Nyquist frowned. He gazed at his father’s face. Then he swallowed the last gulp of tea and said, “There’s something in my cup.”
“There is?”
“Christ. It’s moving about.”
Bainbridge was puzzled. “You know my mother used to read the shapes in tea leaves. She could view a person’s future through them.”
Nyquist was irritated. “What would she make of this?”
Bainbridge looked into the offered receptacle. “I cannot say.” But his eyes widened, as Nyquist reached into the cup and made to pull out the worm or insect or whatever it was. The creature’s squirming body stretched out, one end of it still clinging to the cup’s interior.
“What the hell are you feeding me?”
“I’m really sorry about this,” Bainbridge answered. “I don’t know what to say.”
The worm or whatever it was, was still clinging on, lengthening as Nyquist tried to pull it loose. He leaned forward to examine the foreign body.
“I don’t think it’s a worm. It’s the wrong color. Unless you have green worms around here?”
“No, of course not. Green? No. Nothing like that. Just normal worms, nothing special.”
“I think this is more like a plant.”
“A plant? Really?”
“It’s a tendril, or a piece of root.” Nyquist turned the teacup this way and that under the light. He sai
d, “But the way it moves, it’s more like a living creature.”
Bainbridge looked worried, terrified almost. His voice rose in pitch. “We only bring the coronation tea set out when we have guests, which is very rarely these days. And anyway, I keep a clean house!”

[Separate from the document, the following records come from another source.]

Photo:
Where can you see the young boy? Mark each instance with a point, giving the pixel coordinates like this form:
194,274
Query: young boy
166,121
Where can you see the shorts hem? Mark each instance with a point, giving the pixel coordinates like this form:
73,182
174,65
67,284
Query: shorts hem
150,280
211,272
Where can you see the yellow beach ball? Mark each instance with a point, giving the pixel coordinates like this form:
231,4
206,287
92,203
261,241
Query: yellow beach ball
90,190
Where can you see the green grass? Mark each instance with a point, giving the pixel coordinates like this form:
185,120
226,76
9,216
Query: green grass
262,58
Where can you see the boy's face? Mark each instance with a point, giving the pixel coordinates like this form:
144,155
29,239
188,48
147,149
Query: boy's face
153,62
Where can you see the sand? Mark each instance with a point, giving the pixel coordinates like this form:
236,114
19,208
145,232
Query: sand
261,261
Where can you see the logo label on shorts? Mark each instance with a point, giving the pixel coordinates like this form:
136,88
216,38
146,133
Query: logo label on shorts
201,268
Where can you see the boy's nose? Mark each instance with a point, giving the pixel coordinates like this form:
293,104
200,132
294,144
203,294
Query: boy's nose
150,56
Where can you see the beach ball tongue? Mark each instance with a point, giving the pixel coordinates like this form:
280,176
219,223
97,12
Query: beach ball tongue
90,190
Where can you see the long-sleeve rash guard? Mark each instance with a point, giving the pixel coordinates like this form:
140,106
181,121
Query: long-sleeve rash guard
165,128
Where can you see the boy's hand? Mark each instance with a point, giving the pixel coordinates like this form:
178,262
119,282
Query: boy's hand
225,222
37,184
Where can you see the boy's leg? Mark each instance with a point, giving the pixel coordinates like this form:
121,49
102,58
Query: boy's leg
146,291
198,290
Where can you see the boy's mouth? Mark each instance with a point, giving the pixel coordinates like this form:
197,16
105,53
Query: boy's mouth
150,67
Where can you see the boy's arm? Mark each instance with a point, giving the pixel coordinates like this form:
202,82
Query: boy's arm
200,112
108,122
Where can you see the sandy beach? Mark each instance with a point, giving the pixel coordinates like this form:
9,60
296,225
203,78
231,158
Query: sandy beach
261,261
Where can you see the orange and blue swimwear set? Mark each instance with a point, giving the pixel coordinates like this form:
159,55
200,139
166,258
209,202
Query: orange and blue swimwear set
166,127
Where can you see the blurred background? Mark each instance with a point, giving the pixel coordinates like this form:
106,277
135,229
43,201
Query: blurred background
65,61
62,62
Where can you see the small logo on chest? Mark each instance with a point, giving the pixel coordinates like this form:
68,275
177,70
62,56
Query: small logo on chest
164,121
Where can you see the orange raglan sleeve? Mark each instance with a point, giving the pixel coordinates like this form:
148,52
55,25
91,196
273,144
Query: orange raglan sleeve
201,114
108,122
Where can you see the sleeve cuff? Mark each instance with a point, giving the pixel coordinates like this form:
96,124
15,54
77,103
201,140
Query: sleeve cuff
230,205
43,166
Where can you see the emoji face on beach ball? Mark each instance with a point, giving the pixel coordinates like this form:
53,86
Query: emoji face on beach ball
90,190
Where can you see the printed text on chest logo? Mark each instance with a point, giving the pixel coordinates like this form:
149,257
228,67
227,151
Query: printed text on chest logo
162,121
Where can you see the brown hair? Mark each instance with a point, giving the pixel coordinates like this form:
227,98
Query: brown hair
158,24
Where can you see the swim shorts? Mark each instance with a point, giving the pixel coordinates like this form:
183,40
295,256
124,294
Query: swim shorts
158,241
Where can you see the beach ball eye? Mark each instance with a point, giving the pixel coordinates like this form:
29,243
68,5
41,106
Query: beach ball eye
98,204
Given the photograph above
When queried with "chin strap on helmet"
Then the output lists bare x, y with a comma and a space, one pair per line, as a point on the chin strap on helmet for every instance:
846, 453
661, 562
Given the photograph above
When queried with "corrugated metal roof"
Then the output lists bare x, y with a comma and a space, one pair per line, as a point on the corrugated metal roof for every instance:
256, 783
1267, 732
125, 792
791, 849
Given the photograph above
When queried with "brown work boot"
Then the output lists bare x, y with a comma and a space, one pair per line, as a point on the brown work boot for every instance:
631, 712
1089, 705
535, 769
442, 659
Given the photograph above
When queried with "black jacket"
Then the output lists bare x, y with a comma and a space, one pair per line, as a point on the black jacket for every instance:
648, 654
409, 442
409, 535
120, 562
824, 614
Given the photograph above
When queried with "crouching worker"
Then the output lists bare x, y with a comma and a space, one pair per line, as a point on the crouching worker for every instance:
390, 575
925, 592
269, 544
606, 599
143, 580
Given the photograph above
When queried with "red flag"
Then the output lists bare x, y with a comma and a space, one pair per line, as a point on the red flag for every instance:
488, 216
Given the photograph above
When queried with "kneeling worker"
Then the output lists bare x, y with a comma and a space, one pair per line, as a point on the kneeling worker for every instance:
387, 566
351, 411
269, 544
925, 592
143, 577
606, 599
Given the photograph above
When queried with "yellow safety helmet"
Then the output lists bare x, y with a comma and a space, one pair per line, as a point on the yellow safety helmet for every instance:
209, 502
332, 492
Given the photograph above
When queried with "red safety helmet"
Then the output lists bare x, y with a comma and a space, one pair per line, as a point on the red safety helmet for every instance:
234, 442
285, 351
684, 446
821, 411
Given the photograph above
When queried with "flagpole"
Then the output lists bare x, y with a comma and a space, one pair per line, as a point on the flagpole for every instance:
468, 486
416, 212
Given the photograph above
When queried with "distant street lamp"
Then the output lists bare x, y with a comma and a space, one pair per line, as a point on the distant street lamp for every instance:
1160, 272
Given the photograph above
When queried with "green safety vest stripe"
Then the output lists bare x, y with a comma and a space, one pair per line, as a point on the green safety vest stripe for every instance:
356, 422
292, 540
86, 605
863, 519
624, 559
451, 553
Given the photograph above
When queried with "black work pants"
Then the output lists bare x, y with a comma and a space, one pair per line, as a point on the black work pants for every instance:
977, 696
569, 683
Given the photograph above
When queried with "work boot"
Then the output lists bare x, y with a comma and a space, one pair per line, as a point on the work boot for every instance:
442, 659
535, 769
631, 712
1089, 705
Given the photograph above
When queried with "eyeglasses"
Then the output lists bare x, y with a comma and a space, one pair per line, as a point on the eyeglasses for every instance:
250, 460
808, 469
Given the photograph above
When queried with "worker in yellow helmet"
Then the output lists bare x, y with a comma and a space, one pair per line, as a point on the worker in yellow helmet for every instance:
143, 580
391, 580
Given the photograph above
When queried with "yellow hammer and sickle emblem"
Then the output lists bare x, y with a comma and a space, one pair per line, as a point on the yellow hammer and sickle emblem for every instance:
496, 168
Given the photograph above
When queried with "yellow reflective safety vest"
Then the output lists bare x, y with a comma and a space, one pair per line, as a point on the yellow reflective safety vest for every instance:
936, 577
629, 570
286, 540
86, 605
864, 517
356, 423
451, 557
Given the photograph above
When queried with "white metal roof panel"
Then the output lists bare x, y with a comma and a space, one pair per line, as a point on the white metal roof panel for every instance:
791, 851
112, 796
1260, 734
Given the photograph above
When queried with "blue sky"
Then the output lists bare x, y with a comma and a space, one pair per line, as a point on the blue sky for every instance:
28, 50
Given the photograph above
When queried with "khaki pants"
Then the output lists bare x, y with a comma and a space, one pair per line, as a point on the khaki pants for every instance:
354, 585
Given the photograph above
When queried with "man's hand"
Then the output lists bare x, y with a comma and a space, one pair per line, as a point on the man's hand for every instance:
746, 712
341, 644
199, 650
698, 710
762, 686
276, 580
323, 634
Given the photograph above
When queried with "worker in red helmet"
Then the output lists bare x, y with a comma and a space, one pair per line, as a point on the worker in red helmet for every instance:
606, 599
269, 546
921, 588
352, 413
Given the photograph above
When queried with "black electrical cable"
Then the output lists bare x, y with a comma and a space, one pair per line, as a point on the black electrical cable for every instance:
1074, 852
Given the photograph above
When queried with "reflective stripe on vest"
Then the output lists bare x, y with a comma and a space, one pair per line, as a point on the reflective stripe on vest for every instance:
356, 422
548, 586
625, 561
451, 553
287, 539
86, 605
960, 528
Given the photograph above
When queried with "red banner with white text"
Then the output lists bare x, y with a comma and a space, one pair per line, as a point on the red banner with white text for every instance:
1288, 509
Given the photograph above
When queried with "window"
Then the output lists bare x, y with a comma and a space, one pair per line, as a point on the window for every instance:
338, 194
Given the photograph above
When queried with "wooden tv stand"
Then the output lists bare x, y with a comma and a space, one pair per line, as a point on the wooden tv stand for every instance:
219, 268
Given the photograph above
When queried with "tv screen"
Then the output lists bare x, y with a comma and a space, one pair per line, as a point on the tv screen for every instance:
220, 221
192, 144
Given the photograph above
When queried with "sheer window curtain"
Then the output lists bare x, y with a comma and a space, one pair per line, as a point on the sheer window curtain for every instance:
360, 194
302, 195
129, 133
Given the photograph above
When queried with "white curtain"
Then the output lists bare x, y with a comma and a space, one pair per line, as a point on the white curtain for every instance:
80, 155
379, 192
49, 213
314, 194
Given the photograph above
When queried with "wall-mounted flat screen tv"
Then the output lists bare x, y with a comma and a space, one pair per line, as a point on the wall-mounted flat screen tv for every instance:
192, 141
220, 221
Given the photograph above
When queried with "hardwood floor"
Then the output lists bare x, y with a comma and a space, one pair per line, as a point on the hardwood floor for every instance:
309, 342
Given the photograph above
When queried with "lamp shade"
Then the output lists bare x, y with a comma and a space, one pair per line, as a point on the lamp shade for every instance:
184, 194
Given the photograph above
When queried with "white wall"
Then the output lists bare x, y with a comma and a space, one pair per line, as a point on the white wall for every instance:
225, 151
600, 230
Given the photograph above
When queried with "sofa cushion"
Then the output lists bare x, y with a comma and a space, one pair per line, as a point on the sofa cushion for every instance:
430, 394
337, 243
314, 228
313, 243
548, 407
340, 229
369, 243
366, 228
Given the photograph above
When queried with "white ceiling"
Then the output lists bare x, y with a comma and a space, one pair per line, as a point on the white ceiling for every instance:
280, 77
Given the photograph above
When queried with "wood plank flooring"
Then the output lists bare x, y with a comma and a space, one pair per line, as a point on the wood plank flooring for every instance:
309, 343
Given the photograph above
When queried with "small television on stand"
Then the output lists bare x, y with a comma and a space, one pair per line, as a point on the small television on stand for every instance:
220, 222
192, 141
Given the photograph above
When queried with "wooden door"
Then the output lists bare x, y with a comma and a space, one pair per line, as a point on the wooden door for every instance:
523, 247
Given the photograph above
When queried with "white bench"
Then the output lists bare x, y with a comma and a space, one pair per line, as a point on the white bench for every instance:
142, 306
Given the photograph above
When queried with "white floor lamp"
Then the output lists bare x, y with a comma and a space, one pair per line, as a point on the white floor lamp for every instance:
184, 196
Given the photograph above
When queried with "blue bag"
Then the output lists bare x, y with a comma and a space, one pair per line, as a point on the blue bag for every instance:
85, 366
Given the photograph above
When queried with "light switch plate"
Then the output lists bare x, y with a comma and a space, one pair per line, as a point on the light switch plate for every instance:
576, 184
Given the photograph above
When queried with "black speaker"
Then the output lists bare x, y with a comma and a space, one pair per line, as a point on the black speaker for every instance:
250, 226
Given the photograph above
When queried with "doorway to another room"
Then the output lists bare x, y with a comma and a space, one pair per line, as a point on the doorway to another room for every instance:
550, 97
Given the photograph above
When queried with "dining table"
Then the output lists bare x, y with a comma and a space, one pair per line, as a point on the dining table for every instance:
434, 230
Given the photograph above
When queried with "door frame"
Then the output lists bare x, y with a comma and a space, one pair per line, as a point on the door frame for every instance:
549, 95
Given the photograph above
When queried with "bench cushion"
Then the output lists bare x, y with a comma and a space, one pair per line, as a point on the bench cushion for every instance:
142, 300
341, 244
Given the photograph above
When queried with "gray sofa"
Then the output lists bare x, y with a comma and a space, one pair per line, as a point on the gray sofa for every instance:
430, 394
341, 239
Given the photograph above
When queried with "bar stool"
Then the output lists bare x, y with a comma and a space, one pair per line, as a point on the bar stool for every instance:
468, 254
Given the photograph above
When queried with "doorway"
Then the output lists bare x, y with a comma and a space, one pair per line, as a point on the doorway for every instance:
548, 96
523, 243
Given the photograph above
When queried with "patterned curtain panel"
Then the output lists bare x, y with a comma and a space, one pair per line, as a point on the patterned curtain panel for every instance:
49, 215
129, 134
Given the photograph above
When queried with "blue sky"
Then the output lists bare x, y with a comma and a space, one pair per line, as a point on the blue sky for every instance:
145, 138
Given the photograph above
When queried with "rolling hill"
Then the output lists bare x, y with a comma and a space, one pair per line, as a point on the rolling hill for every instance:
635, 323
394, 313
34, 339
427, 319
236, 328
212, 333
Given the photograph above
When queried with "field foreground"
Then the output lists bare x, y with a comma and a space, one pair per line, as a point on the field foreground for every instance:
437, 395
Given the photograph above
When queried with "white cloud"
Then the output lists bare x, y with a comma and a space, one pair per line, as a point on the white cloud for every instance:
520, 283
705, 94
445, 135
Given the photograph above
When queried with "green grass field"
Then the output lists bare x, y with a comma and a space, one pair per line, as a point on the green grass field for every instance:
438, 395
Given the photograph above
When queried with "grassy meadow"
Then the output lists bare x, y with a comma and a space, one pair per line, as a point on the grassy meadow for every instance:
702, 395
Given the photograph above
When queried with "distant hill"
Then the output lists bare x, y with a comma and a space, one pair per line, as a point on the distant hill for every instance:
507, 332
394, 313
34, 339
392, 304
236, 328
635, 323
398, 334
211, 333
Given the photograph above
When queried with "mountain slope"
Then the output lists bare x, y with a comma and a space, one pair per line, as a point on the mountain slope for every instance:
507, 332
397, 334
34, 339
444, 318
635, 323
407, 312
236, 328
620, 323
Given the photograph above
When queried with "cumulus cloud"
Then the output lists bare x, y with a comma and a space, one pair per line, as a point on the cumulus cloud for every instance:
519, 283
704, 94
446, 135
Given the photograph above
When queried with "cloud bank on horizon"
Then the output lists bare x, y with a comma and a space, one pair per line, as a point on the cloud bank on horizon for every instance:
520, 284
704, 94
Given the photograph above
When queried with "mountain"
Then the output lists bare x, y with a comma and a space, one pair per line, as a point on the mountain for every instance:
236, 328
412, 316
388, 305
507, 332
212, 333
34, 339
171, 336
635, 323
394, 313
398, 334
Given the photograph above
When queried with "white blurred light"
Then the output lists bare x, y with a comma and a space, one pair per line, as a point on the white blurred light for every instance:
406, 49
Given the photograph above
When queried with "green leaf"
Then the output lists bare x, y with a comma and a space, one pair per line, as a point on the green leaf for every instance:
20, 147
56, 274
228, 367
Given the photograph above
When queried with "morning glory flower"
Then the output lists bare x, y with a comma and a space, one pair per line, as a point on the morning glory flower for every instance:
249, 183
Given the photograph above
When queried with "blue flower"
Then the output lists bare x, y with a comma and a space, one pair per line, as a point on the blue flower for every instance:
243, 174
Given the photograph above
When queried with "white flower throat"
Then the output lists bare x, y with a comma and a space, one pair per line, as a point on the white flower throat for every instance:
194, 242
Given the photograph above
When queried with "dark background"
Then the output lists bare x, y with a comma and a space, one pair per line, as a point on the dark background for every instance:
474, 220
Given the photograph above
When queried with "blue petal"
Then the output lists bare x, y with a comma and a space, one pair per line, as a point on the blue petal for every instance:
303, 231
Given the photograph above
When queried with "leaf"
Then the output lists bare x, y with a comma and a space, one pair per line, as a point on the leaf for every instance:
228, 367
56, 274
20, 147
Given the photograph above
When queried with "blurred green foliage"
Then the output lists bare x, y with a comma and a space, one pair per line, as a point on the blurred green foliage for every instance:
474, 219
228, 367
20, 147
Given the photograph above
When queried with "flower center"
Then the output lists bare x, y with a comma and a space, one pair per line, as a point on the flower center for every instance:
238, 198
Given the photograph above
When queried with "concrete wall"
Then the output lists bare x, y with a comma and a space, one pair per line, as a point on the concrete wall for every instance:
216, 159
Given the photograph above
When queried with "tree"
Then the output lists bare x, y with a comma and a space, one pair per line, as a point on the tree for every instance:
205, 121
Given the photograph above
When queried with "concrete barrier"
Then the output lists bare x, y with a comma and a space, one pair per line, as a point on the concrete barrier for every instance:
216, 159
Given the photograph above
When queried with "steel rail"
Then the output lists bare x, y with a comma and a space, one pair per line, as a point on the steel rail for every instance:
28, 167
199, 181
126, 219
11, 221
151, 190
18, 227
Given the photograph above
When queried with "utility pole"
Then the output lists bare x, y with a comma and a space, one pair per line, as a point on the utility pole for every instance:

Now the two men were both looking at the strange fibrous substance held between cup, and Nyquist’s forefinger and thumb. It had stretched to about a foot in length and was still clinging onto the china by its suckered end. Queen Elizabeth II continued to smile gracefully from the cup’s outer surface.
“I can feel it pulling back at me,” Nyquist said. He felt lightheaded. His eyes couldn’t quite stay in focus. His tongue was thick in his mouth.
“I don’t feel well.”
The dark green fiber was wet and sticky. Tiny burrs hooked at his skin. He gave it a sharp tug, but instead of the sucker coming loose from the cup, the tendril extended itself even further and wrapped itself around his fingers.
“It’s got you!”
“The thing’s digging in.” It was beginning to hurt. “It’s tightening.” Nyquist pulled with all his strength, watching in a kind of horrified fascination as the tendril stretched out, further and further.
“I think it likes you,” Bainbridge whispered. The fear had left him. Now he had a look of wonder in his eyes. “It doesn’t like me. And it doesn’t like Hilda. It likes you.”
“Hold the cup!”
Bainbridge did so, as Nyquist backed away from the table, until he reached the limits of the creature’s physical hold. There was a bureau in the corner of the room, and his free hand scrabbled around until it closed on the handle of a paper knife. Bainbridge gasped, and he whispered, “Don’t hurt it.” Nyquist swore at him. Or tried to. Nothing made sense, not a single thought or word. Had he been poisoned? Was he hallucinating? Only one thing mattered now. He placed the blade against the tendril and started to slice into it. It was awkward using his left hand, and the thing was resilient, but eventually the knife did its work and the tendril snapped in two. Bainbridge groaned aloud. His wife looked on, her eyes turned at last to the scene before her, a lone silent member of the audience at an absurdist drama.